One of your greater challenges will be managing the change that wireless technology will bring to warehousing. You can execute processes and procedures the same way you've always done, just faster and more conveniently with the new technology. The greater benefit will be to use the information you collect to alter how processes and procedures are done, to find ways to take out unproductive time and effort. In effect, you'll need to promote change.

"You can gain insights into the movement of orders and the numbers of orders," says Gil Bautista, principal for warehouse mobility solutions, Symbol's Cross Industry Solutions Group. "Then you can take that information and pre-plan orders for the next day, or wave pick or take advantage of other plan-ahead opportunities that real data in real time will give you."

You will also be able to see how right-now data will integrate warehousing processes in ways never imagined before, including bringing data in from the yard. The dream has been to have various software tools work together instead of sending data to one program, then on to another and so on. Simultaneous wireless transmission of data may be the key to optimizing the functions of all the programs you've installed over the last few years.

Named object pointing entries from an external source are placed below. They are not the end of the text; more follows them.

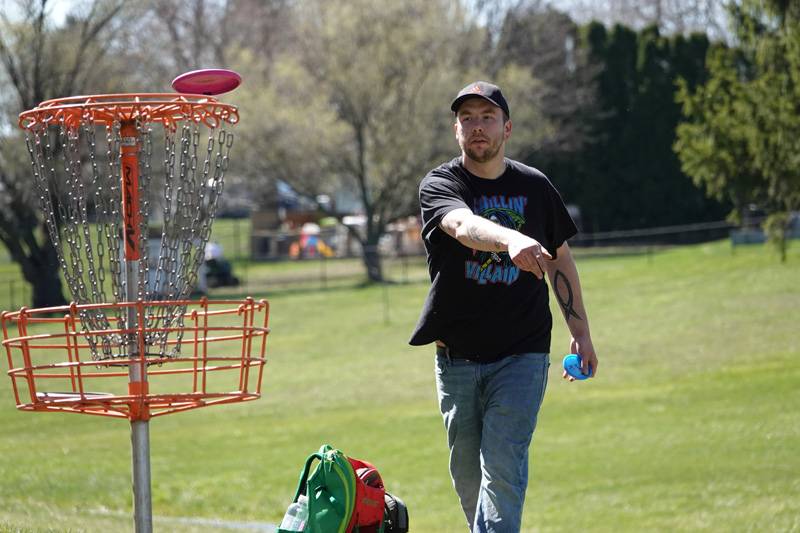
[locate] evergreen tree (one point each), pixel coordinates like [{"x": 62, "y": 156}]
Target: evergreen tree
[{"x": 741, "y": 135}]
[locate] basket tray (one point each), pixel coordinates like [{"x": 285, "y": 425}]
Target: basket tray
[{"x": 216, "y": 355}]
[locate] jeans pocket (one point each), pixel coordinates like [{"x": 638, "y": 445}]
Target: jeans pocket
[{"x": 442, "y": 364}]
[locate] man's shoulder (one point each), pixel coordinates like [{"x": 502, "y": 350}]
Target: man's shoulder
[
  {"x": 448, "y": 169},
  {"x": 526, "y": 170},
  {"x": 450, "y": 172}
]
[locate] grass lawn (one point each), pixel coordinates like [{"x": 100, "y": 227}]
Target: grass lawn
[{"x": 691, "y": 425}]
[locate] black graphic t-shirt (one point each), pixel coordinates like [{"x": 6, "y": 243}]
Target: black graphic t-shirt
[{"x": 480, "y": 304}]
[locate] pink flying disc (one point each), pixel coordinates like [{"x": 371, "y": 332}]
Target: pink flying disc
[{"x": 208, "y": 81}]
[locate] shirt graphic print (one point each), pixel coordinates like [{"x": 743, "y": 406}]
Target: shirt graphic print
[{"x": 496, "y": 267}]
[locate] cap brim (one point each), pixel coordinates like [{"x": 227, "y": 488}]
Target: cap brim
[{"x": 460, "y": 100}]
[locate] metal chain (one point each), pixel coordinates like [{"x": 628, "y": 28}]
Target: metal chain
[{"x": 80, "y": 198}]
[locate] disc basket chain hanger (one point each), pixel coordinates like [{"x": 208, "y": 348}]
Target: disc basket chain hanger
[
  {"x": 130, "y": 223},
  {"x": 86, "y": 195}
]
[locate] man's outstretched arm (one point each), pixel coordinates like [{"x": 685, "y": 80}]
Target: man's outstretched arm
[{"x": 478, "y": 233}]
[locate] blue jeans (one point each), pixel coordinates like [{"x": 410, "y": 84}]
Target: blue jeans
[{"x": 489, "y": 412}]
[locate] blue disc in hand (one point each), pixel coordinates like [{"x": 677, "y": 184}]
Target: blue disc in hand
[{"x": 572, "y": 365}]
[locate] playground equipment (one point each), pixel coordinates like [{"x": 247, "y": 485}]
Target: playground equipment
[{"x": 132, "y": 344}]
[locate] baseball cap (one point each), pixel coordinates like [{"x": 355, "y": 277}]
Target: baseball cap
[{"x": 482, "y": 89}]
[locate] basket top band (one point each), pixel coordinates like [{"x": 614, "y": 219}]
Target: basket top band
[{"x": 165, "y": 108}]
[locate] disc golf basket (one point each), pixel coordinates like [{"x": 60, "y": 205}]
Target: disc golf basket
[{"x": 128, "y": 185}]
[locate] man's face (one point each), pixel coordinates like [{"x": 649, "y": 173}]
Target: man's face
[{"x": 480, "y": 129}]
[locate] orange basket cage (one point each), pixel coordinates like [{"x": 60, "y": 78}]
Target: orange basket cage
[{"x": 219, "y": 358}]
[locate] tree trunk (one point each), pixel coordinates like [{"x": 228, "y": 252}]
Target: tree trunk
[{"x": 372, "y": 261}]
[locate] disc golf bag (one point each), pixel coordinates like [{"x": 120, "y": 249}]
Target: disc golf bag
[{"x": 344, "y": 495}]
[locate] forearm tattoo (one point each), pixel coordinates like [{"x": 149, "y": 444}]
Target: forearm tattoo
[
  {"x": 563, "y": 290},
  {"x": 480, "y": 233}
]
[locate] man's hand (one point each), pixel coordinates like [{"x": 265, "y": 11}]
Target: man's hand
[
  {"x": 528, "y": 254},
  {"x": 582, "y": 346}
]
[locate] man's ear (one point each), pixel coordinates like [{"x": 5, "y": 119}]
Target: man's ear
[{"x": 507, "y": 127}]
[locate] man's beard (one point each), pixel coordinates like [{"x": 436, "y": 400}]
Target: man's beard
[{"x": 489, "y": 152}]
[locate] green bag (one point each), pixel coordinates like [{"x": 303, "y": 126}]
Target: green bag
[{"x": 331, "y": 491}]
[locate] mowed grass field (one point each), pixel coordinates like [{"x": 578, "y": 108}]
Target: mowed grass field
[{"x": 692, "y": 424}]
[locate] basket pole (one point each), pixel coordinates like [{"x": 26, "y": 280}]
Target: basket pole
[{"x": 137, "y": 370}]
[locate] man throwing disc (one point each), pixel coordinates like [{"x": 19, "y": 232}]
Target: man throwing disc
[{"x": 493, "y": 228}]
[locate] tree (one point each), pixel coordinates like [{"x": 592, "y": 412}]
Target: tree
[
  {"x": 670, "y": 16},
  {"x": 741, "y": 132},
  {"x": 41, "y": 60},
  {"x": 361, "y": 104}
]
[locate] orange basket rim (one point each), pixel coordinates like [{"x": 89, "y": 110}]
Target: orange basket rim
[
  {"x": 75, "y": 377},
  {"x": 167, "y": 108}
]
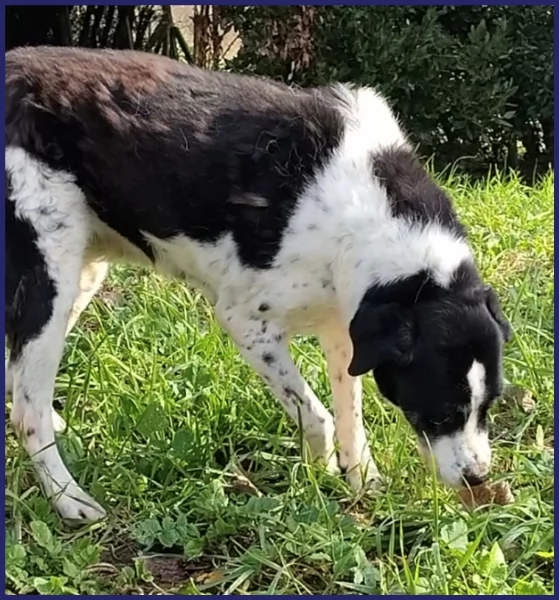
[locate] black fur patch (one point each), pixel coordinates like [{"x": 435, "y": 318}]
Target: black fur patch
[
  {"x": 161, "y": 147},
  {"x": 29, "y": 289},
  {"x": 412, "y": 193},
  {"x": 420, "y": 341}
]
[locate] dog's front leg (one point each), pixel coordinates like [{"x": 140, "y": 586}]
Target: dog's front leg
[
  {"x": 265, "y": 347},
  {"x": 347, "y": 392}
]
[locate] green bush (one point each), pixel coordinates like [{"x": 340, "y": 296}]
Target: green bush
[{"x": 472, "y": 84}]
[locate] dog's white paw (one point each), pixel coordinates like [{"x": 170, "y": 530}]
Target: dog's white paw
[
  {"x": 364, "y": 478},
  {"x": 75, "y": 505},
  {"x": 58, "y": 422},
  {"x": 323, "y": 451}
]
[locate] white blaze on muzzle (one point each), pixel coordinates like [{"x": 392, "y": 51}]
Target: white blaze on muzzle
[{"x": 465, "y": 453}]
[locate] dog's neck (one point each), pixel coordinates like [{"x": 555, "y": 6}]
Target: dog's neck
[{"x": 373, "y": 254}]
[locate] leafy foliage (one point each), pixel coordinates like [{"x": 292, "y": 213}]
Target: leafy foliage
[{"x": 472, "y": 83}]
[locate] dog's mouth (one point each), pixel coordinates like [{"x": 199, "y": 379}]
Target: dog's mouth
[{"x": 454, "y": 465}]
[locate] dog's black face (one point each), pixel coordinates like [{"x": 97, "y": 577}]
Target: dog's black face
[{"x": 436, "y": 353}]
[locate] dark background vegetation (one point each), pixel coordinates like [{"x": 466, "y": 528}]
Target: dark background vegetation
[{"x": 472, "y": 84}]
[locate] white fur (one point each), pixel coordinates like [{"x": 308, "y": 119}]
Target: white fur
[
  {"x": 326, "y": 262},
  {"x": 47, "y": 199},
  {"x": 469, "y": 449}
]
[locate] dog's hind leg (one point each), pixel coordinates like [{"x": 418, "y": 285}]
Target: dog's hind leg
[
  {"x": 92, "y": 276},
  {"x": 47, "y": 230},
  {"x": 355, "y": 455}
]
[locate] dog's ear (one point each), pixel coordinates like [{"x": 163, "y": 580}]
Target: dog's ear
[
  {"x": 380, "y": 334},
  {"x": 494, "y": 308}
]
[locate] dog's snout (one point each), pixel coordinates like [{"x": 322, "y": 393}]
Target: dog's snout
[{"x": 475, "y": 478}]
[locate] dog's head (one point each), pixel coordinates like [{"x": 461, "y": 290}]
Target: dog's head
[{"x": 436, "y": 353}]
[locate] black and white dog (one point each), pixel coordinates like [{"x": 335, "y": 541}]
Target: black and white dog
[{"x": 294, "y": 211}]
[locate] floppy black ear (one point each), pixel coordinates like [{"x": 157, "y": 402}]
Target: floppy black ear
[
  {"x": 494, "y": 307},
  {"x": 380, "y": 334}
]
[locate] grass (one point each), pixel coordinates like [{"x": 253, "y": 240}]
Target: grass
[{"x": 202, "y": 472}]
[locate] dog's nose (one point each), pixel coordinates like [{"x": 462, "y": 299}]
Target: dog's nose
[{"x": 473, "y": 479}]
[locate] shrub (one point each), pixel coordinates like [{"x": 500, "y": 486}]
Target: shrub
[{"x": 473, "y": 84}]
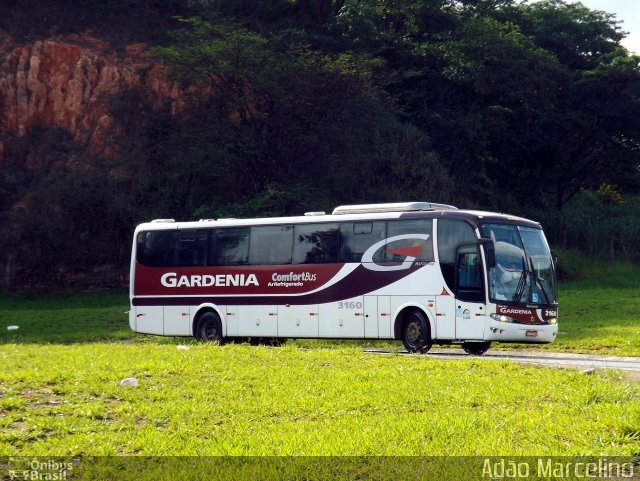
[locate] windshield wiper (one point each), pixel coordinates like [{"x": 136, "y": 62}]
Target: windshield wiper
[
  {"x": 538, "y": 279},
  {"x": 522, "y": 283}
]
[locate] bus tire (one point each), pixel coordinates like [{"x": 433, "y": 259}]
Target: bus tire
[
  {"x": 476, "y": 348},
  {"x": 416, "y": 336},
  {"x": 209, "y": 328}
]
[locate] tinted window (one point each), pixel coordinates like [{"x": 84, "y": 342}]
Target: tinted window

Perhaps the greatest challenge facing material handlers, though, will be in finding the right employees who understand warehousing processes and yet are comfortable with the new technology tools, and comfortable enough to innovate. When computers came to the office, it created a lot of changes for employees. A similar revolution is expected in warehousing thanks to the new tools. But managers face several challenges with the labor pool. Language barriers, educational levels and differing skill levels can be resolved through training, but will companies invest in more than rudimentary training? Then, how will managers handle the challenges of retaining employees they've spent time and money training? Warehousing is known for high employee turnover.

Wireless tools will "up the ante," turning warehouse employees into "knowledge-workers." Finally, they will have tools that will enable them to fine-tune warehouse and DC practices and procedures that will enable productivity improvements reminiscent of those obtained by office workers after the office computer.

When considering wireless for your processes, don't focus on the hardware. Focus instead on the data. Wireless offers interesting opportunities. Material handlers are already expert at moving objects. Data will not be very different. The hard part for material handlers will be to manage change.